A paper published in Applied Sciences has described a quality risk assessment methodology for application in sterile PET radiopharmaceutical production under Good Manufacturing Practice (GMP) regulations.

According to research highlighted in the paper, applying quality standards such as GMP and ISO 9001 “guarantees the quality and safety of a radiopharmaceutical and contributes to optimising the performance and efficacy of the entire production process.”

As such, the paper by Poli et al. emphasised the importance of having a risk management process for GMP production facilities.

Ensuring radiopharmaceutical quality

Study approach

In the paper, the authors clarified that prior to the current investigation, the production process at the site assessed changed “radically… moving from production with final sterilisation in an autoclave to production using aseptic techniques.”

The quality risk assessment was performed by the research team before the new production process at the site began. Its validity was evaluated by applying it to real data collected over 21 months of production activities of 18F-FDG, the paper stated.

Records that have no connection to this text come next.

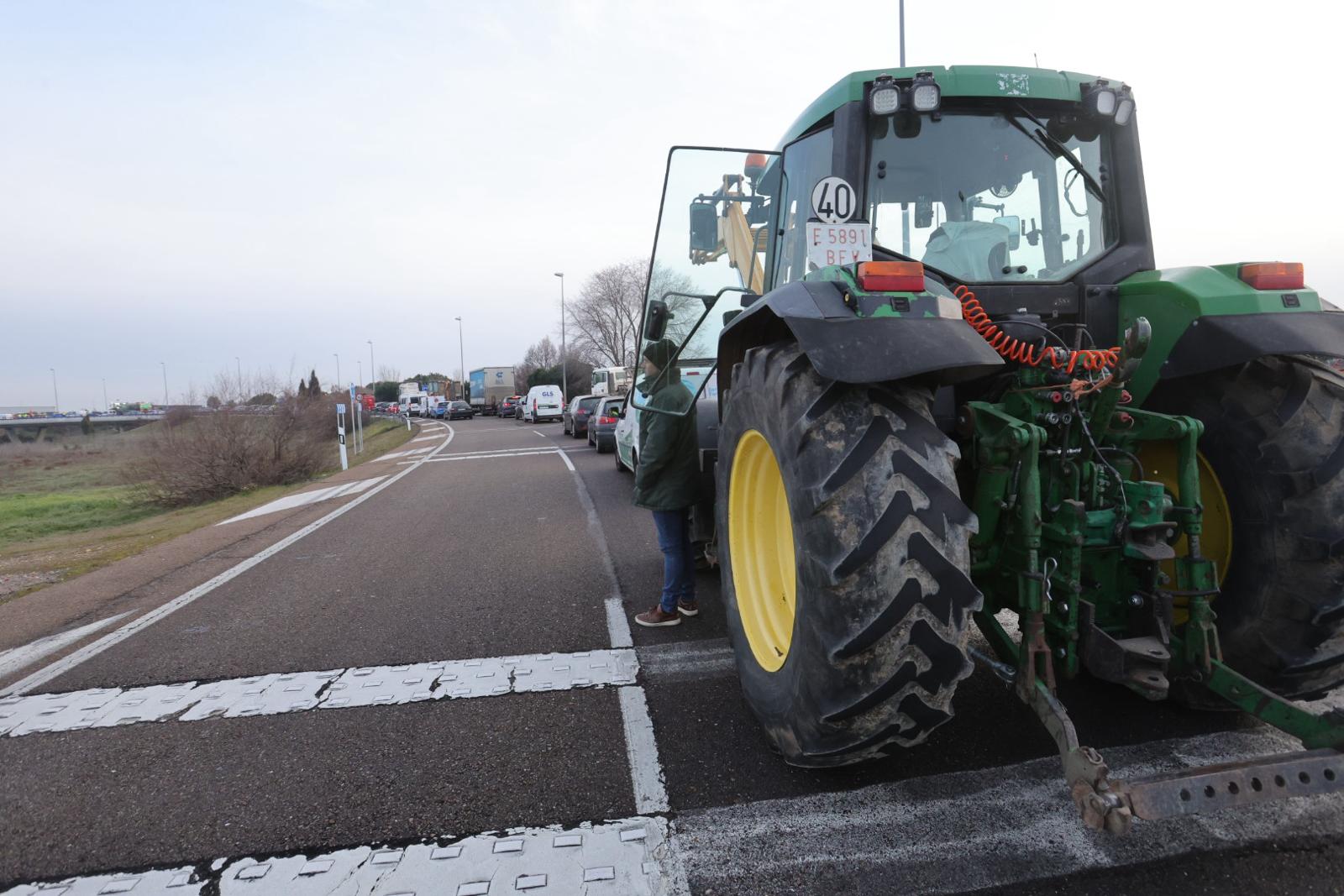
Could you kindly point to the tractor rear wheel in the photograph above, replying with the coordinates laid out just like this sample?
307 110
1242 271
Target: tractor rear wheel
1274 438
844 551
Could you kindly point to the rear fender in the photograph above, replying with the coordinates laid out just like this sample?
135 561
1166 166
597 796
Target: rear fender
1206 317
848 348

This was done to “confirm whether the critical aspects that previously have been identified in the quality risk assessment were effective.”

As the “most widely used radiopharmaceutical in PET clinical investigations”, the paper suggested that it will still be the most common radiopharmaceutical used in nuclear medicine “for years to come”.

What did the results show?

Compared to the initial quality risk assessment, the evidence collected during the 21 months demonstrated that the method, “adopted both for the assessment of management risks and operational risks, is a suitable tool for identifying the critical phases of the process”, the paper noted.

Based on the findings, production was the most critical phase of the process (asepsis and radioactivity), the authors reported. Specifically, the dispensing phase proved to be the most critical, according to the data. This implies “a delay or even a loss of production along with customer dissatisfaction”.

Poli et al. concluded that the proposed method “could be used by other similar radiopharmaceutical production sites “to identify the critical phases of the production process and to act to improve performance and prevent failure in the entire cycle of radiopharmaceutical products.”